L’article 1er du décret n°2014-1395 du 24 novembre 2014 relatif aux modalités de remboursement de certains droits et taxes perçus par l’administration des douanes précise que les demandes mentionnées au 1 de l’article 352 du code des douanes sont introduites, au plus tard, le 31 décembre de la deuxième année suivant celle du paiement du droit ou de la taxe, auprès du directeur régional des douanes territorialement compétent.

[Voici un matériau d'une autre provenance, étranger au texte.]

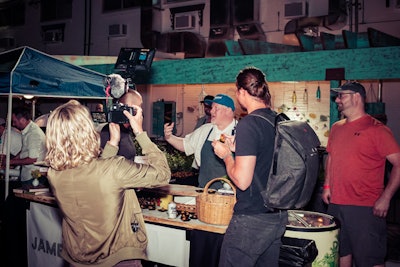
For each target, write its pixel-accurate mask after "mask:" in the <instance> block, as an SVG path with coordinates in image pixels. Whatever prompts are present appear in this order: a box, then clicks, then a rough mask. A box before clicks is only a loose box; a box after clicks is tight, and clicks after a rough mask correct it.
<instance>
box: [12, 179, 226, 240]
mask: <svg viewBox="0 0 400 267" xmlns="http://www.w3.org/2000/svg"><path fill="white" fill-rule="evenodd" d="M199 189H200V188H196V187H193V186H188V185H175V184H170V185H167V186H163V187H158V188H151V189H148V188H146V189H142V190H143V191H151V192H157V193H160V194H161V195H163V194H166V195H168V194H169V195H174V196H194V197H195V196H198V195H199V194H201V193H199V192H196V190H199ZM14 194H15V196H17V197H20V198H24V199H27V200H30V201H35V202H39V203H44V204H50V205H53V206H57V202H56V200H55V197H54V196H52V195H33V194H29V193H14ZM142 212H143V218H144V220H145V221H146V222H148V223H155V224H160V225H165V226H174V227H181V228H185V229H188V230H202V231H207V232H213V233H219V234H224V233H225V231H226V228H227V226H224V225H213V224H207V223H203V222H201V221H199V220H193V219H192V220H190V221H182V220H181V219H180V217H178V218H176V219H169V218H168V215H167V213H166V212H161V211H158V210H148V209H143V210H142Z"/></svg>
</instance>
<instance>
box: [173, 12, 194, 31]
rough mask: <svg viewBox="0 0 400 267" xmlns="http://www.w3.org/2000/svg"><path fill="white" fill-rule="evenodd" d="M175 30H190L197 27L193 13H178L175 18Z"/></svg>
mask: <svg viewBox="0 0 400 267" xmlns="http://www.w3.org/2000/svg"><path fill="white" fill-rule="evenodd" d="M174 25H175V26H174V29H175V30H188V29H194V28H195V27H196V17H195V16H194V15H192V14H176V15H175V18H174Z"/></svg>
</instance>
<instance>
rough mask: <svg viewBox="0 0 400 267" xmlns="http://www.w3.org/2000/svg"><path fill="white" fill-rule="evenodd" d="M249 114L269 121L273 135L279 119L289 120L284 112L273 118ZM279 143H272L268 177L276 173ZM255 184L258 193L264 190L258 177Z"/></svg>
mask: <svg viewBox="0 0 400 267" xmlns="http://www.w3.org/2000/svg"><path fill="white" fill-rule="evenodd" d="M249 115H250V116H254V117H259V118H262V119H263V120H265V121H267V122H269V124H271V125H272V127H274V128H275V135H276V125H277V123H278V122H280V121H285V120H290V118H289V117H288V116H287V115H286V114H285V113H279V114H276V116H275V118H273V119H272V116H268V117H270V118H268V117H265V116H262V115H260V114H249ZM274 141H275V142H276V140H274ZM279 145H280V144H275V143H274V154H273V156H272V160H273V162H272V164H271V169H270V171H269V173H268V178H269V176H270V174H271V173H276V170H277V168H278V160H277V154H278V150H279V148H278V149H276V148H277V146H279ZM255 178H257V177H255ZM256 185H257V187H258V189H259V190H260V193H261V192H262V191H264V190H265V186H266V185H264V186H263V185H262V184H261V182H260V181H259V180H258V179H256ZM264 206H265V205H264ZM265 207H266V208H268V209H270V208H269V207H267V206H265Z"/></svg>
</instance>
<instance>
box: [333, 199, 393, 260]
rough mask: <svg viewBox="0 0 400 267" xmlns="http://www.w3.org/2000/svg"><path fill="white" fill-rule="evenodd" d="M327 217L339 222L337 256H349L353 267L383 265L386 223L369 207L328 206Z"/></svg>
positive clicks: (384, 247) (385, 255)
mask: <svg viewBox="0 0 400 267" xmlns="http://www.w3.org/2000/svg"><path fill="white" fill-rule="evenodd" d="M327 213H328V214H330V215H332V216H334V217H335V218H337V219H338V220H339V221H340V231H339V255H340V257H343V256H347V255H350V254H351V255H352V258H353V263H354V264H355V266H374V265H379V264H384V262H385V256H386V240H387V237H386V235H387V232H386V219H385V218H379V217H377V216H375V215H374V214H373V210H372V207H362V206H347V205H336V204H330V205H329V207H328V211H327Z"/></svg>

En l’espèce, la Société de fabrication et de pose de revêtements bitumineux a formulé sa demande de remboursement auprès de l’administration des douanes par courrier du 28 décembre 2015 et a assigné le directeur régional des douanes par acte d’huissier du 5 octobre 2017,
Il est constant que l’administration des douanes n’a pas répondu à la demande initiale de l’appelant.
En application de l’article 352, alinéa 3, précité du code des douanes, le requérant devait agir dans le délai de trois mois à compter de l’expiration du délai de quatre mois suivant la réception de la demande de remboursement.
En l’espèce l’administration devait répondre avant le 28 avril 2016 et la Société de fabrication et de pose de revêtements bitumineux devait agir avant le 28 juillet 2016.
Ainsi, en assignant la Direction régionale des douanes et des droits indirects de Guadeloupe devant le tribunal de grande instance de Pointe-à-Pitre par acte d’huissier du 5 octobre 2017, la Société de fabrication et de pose de revêtements bitumineux a agi hors du délai d’action prévu par l’article 352, alinéa 3.
Dès lors l’action de la Société de fabrication et de pose de revêtements bitumineux à l’encontre de l’administration des douanes et forclose et le jugement sera réformé en ce sens.
3- Sur les demandes accessoires
L’article 367 du code des douanes prévoit qu’en première instance et en appel la procédure est sans frais de justice à répéter de part ni d’autre. Il n’y a donc pas lieu à statuer sur les dépens.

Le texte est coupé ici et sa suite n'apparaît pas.